It depends on what you mean by "Is", "that", and "Monica".

This is all just a clever diversion to my real intentions!!!

Oh yeah, I miss you too, Dave...

No Ted, that hairstyle doesn't look good on you either. You look vaguely like Monica Lewinsky. I notice you got contact lenses too - how's that working out?

Hmmmm...she is partially obscured by Clinton's torso, so that would be a check...but she's looking up, which seems wrong.

On the other hand, she's staring at Ted's mullet, and how can you not?

NO,NO
she's thinking "nice dork, Mullet"

Okay, I stand corrected.
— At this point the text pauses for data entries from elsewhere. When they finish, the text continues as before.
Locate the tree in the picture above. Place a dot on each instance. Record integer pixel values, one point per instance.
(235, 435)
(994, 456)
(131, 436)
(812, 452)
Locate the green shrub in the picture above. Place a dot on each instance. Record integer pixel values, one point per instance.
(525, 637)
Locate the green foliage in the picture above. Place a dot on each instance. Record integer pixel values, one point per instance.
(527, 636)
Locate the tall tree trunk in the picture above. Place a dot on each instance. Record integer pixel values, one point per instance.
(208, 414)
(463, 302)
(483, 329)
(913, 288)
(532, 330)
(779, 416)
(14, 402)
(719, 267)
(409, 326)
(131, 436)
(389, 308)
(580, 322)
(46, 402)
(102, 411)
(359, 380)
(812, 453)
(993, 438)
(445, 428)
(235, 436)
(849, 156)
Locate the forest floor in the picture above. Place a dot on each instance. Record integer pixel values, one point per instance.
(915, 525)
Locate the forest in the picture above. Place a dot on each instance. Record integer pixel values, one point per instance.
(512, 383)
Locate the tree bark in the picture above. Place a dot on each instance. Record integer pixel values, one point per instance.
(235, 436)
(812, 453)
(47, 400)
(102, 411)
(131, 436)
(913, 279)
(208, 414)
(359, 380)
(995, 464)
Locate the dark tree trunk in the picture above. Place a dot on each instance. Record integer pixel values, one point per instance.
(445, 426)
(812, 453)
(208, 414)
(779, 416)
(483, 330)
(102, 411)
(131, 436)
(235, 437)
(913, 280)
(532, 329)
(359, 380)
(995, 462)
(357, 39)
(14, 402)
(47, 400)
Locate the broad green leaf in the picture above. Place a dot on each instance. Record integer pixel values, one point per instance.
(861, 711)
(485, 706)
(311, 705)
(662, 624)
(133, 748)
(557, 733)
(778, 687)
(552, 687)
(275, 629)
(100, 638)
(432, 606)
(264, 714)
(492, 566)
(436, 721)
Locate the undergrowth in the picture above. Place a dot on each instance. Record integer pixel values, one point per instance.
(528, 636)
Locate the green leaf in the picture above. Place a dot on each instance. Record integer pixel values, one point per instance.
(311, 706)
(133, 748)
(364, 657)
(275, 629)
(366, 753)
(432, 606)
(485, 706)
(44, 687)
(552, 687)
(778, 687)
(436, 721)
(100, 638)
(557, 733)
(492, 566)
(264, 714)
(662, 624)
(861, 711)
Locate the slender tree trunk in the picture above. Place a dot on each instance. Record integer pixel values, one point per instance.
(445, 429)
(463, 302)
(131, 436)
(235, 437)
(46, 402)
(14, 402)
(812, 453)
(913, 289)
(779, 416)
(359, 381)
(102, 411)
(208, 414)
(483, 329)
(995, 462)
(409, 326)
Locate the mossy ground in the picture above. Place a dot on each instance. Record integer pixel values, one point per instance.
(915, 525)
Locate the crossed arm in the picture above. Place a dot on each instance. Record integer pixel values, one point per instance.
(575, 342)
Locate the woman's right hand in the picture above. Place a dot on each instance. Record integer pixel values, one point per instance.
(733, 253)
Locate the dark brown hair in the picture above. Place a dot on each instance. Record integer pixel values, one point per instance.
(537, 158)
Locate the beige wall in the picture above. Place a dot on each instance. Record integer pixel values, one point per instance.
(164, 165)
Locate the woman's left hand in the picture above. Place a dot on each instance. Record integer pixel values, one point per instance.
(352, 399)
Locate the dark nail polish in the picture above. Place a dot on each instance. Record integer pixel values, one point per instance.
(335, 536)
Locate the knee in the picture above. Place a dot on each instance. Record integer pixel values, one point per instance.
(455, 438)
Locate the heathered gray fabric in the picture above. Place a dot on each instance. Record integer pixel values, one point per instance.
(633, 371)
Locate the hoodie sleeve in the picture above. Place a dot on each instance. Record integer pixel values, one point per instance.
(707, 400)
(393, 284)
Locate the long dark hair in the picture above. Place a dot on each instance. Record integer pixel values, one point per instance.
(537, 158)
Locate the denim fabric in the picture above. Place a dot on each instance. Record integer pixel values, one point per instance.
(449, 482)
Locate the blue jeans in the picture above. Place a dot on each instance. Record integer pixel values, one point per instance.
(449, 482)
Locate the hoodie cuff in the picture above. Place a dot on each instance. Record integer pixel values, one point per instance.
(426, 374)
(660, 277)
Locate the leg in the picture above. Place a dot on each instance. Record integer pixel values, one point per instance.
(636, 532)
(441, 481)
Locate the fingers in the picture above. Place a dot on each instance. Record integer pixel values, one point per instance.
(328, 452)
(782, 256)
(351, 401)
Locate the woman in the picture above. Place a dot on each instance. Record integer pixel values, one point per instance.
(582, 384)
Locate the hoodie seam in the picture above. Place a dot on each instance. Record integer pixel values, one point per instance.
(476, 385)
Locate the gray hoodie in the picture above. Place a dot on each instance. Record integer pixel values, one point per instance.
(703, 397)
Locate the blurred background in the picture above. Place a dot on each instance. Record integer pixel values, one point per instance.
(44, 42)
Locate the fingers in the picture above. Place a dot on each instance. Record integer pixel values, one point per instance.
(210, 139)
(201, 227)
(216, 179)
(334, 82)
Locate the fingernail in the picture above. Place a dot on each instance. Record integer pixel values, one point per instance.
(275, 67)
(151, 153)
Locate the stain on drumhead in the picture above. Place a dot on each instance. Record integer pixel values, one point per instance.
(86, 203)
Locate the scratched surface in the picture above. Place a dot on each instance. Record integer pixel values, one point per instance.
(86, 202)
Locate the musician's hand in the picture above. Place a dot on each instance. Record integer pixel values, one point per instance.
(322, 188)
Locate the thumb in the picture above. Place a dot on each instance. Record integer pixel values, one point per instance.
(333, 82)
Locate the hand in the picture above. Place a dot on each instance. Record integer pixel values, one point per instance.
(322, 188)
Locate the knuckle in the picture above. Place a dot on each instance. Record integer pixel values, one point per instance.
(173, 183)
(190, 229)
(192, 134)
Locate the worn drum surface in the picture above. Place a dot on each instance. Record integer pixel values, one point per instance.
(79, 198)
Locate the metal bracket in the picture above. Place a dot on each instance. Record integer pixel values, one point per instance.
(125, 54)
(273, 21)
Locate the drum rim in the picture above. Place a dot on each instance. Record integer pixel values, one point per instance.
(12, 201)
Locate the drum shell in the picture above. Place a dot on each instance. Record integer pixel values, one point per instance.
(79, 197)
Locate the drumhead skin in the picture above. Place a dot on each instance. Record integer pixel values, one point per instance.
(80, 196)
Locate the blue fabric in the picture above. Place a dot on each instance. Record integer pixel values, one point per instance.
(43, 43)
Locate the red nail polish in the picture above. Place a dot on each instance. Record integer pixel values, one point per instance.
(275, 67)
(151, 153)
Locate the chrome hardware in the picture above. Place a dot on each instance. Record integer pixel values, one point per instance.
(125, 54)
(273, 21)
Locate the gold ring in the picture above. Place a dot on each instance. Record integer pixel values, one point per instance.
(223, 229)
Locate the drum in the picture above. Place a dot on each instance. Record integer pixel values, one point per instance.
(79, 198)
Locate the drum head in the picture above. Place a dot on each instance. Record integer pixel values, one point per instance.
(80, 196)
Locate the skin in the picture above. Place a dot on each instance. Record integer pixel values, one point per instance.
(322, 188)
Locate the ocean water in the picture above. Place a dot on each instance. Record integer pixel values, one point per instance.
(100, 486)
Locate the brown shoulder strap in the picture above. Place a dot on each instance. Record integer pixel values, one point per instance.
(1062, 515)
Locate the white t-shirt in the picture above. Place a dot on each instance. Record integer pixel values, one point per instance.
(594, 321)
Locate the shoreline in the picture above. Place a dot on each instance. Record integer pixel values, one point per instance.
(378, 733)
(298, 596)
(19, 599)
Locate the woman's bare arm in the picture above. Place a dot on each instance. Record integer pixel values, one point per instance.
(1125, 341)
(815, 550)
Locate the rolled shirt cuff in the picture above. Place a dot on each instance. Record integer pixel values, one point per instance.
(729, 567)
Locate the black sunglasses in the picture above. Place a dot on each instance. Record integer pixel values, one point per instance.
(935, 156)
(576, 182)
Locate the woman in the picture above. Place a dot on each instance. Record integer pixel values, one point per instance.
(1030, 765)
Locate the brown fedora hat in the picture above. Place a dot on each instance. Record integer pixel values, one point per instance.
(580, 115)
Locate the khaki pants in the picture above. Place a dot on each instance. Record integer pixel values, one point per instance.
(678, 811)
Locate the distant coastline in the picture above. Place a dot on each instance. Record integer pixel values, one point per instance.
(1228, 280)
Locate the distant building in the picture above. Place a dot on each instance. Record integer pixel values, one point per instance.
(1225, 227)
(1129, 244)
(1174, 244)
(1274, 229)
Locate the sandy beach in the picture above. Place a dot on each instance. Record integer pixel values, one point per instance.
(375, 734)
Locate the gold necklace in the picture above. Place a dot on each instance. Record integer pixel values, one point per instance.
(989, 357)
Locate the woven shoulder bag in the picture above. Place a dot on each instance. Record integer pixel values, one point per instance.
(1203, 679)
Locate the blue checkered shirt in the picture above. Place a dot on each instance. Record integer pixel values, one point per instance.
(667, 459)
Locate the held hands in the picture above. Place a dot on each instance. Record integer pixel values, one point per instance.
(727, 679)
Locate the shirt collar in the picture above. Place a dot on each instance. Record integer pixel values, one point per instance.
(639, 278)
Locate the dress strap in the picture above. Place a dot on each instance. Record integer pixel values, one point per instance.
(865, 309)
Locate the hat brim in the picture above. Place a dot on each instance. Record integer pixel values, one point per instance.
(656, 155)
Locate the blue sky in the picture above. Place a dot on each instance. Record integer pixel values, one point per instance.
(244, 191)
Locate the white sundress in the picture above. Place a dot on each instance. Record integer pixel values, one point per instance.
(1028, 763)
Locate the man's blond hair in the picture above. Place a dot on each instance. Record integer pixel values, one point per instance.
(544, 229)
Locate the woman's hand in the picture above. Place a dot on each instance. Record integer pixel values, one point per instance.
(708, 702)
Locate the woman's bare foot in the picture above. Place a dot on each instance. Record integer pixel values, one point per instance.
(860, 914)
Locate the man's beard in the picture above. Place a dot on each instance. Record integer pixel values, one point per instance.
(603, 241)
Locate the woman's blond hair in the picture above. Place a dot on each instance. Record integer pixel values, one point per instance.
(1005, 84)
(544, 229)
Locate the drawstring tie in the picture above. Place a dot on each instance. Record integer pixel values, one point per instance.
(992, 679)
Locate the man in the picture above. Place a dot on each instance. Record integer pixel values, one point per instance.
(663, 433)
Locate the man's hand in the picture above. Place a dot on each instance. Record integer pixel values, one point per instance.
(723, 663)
This photo taken seconds later when she stood up clearly indicates that Monica was there, and that Bill and Ted have mullets.

Ted, please do not continue this insane line of denial regarding the hair and Monica. It's sad.

M'sM: so it was "Star Wars: Episode III--Revenge of the ZZZZZZTTTT!,"

M'sM: so it was "Star Wars: Episode III--Revenge of the ZZZZZZTTTT!,"

MM - that's great - you should send it to DB!!!

Oh who cares,
Let's have the answer to the question most ladies are thinking here 2nite (it's nite here)

Is Ted MARRIED?

and judging by the mullet ( sorry Ted), I'm guessing not.

Eleanor - I sent it to DB....he seems to prefer catfish.

The Field Coodinator is available.

The Field Coodinator is available.

Ted -
Mullet: bad

Double post with misspelling: very bad

I am the Coodinator - and I'll be back with my mullet!

Oh look Monica had the hollandaise.

Hmmm, Ted, you're single? Get a Dave Barry haircut and we might be able to put something together. Kidding; I'm married; but you just might be the next Mahir Cagri. I kiss you!!!!!!!! Who want to come TURKEY I can invitate?

Why?

Hubby: Nanc, why is there Pepsi all over the computer and the desk?

Me: Well, I took a big swig, read Stupendous Man's comment, and *snork*

Hubby: Oh, good grief. Please go get the Windex and some paper towels, will you?

Me: Yes, dear.

*snickers her way down the hall*

avai...
*spontaneously combusts*

Ted,

I find it hard to believe you are single. You are the hottest thing since sliced bread.